So, I wrote this recently. Just want to see what people think. Any feedback would be helpful, thanks!
70 Days of Strike
Day seventy, I have yet to escape from this tragedy,
fighting the catastrophe, hunger is consuming my
body is failing, thoughts are derailing, I'm writing, fighting,
striking for this cause, tell me, what are we fighting for?
What put us in this cell hell? Tell me, I'm losing my memories.
Trying to remember these things that meant something to me,
forgetting what persuaded me to strike.
What was it, a war? What are we fighting for?
What makes me say I'll go just one more day, one less meal?
I can't even feel the hunger pains anymore,
just please explain once more what is is we're fighting for.
I've realized I shouldn't be alive
I might not last the night, might you know why
I've been living to die? I'm trying to remember once more
what it is we're fighting for. Or maybe I'll embrace
the blackest of lace that carries me to sleep. Maybe
I'll find peace, or pieces of the memories, a meaning
to this suffering.
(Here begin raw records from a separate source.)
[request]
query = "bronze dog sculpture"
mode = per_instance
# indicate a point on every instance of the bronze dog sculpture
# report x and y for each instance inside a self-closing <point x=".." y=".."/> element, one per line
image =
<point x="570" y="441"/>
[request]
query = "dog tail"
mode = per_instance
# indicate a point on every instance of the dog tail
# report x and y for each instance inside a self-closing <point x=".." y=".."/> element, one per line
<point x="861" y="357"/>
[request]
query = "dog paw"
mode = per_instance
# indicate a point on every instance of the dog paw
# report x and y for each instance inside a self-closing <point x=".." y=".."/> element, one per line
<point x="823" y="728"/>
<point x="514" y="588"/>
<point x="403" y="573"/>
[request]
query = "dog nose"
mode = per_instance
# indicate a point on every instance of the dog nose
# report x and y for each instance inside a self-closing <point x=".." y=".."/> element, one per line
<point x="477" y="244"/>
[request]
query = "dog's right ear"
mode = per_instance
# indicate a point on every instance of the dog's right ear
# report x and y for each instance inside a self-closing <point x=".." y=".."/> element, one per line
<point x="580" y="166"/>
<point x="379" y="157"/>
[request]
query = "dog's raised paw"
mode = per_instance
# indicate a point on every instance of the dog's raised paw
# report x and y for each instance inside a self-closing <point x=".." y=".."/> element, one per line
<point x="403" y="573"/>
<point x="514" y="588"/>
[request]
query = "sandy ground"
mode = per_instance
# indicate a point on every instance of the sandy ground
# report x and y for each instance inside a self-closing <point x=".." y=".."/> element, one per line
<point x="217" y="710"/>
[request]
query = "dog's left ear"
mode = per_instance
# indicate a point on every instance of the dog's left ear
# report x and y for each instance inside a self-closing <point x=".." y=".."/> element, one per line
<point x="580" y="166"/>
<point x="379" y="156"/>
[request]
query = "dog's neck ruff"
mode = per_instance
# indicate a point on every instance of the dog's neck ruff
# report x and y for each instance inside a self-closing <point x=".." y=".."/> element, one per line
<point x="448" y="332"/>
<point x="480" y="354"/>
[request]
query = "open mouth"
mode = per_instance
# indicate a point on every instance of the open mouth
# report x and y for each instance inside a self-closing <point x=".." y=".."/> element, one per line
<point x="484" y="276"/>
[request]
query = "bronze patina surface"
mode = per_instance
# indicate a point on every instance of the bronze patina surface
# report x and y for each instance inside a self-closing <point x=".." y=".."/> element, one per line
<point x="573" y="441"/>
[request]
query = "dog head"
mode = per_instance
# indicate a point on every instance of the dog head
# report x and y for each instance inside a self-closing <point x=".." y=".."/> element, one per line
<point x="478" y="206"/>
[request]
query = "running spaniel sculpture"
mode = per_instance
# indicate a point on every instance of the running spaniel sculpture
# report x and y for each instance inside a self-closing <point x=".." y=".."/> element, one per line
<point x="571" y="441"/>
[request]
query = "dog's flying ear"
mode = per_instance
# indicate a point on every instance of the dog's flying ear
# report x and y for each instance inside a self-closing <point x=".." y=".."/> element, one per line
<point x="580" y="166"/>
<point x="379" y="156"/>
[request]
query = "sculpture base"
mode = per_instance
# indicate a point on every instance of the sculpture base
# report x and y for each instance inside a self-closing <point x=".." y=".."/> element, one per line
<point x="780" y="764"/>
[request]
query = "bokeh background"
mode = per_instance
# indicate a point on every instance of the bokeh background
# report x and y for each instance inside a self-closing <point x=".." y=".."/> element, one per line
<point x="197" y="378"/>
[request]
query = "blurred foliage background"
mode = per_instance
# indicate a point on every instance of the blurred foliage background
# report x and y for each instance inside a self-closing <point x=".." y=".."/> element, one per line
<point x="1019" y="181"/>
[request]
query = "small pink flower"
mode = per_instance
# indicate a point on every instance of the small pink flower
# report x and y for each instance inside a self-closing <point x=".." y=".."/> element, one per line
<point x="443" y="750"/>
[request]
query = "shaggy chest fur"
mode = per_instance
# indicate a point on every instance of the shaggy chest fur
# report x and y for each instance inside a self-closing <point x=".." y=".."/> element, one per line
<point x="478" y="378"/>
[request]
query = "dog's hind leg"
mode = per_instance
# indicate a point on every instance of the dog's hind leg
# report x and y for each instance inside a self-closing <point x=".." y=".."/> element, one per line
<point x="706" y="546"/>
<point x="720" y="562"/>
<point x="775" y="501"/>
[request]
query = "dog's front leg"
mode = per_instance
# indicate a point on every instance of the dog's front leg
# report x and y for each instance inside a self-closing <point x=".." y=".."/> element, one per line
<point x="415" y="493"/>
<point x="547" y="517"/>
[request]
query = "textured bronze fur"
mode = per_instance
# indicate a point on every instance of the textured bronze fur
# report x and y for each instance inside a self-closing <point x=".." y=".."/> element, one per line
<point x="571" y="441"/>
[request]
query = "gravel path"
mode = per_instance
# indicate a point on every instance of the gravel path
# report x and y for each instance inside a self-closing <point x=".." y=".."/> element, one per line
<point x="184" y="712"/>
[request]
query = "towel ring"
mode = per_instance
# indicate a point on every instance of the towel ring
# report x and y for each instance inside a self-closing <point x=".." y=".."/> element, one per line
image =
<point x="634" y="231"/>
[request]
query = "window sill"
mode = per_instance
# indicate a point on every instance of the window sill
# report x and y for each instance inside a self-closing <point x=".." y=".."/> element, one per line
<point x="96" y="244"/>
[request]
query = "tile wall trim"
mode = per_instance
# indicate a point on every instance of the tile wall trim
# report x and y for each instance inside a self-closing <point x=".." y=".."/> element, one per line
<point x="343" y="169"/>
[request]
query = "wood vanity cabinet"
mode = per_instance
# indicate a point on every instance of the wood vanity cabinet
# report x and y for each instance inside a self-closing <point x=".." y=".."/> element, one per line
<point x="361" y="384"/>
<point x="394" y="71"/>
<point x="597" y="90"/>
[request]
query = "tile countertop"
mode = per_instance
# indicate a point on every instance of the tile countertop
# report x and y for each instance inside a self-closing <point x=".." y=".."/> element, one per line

Maybe I'll find something new, or
maybe I'll remember once more what I am fighting for.
Or maybe, just possibly, it'll find me, remember me,
look down and dismember this pathetic me.
It'll see me being hungry and beaten, not having eaten
a real meal in days–my decision. It wouldn't want me
to die trying like this or die crying like this.
Or maybe I'm misinformed, what if what I'm fighting for
forgot I'm here fighting for it, here living to die for it
trying to die for it, waiting to die for it, dying to die for it.
Maybe I'll remember what I'm fighting for if I die for it.
Tomorrow I'll go for it. Go one more day, one less meal,
Seal my fate, I'm tired of waiting and debating over
what it is I'm fighting for.
this is powerful, i really enjoyed it.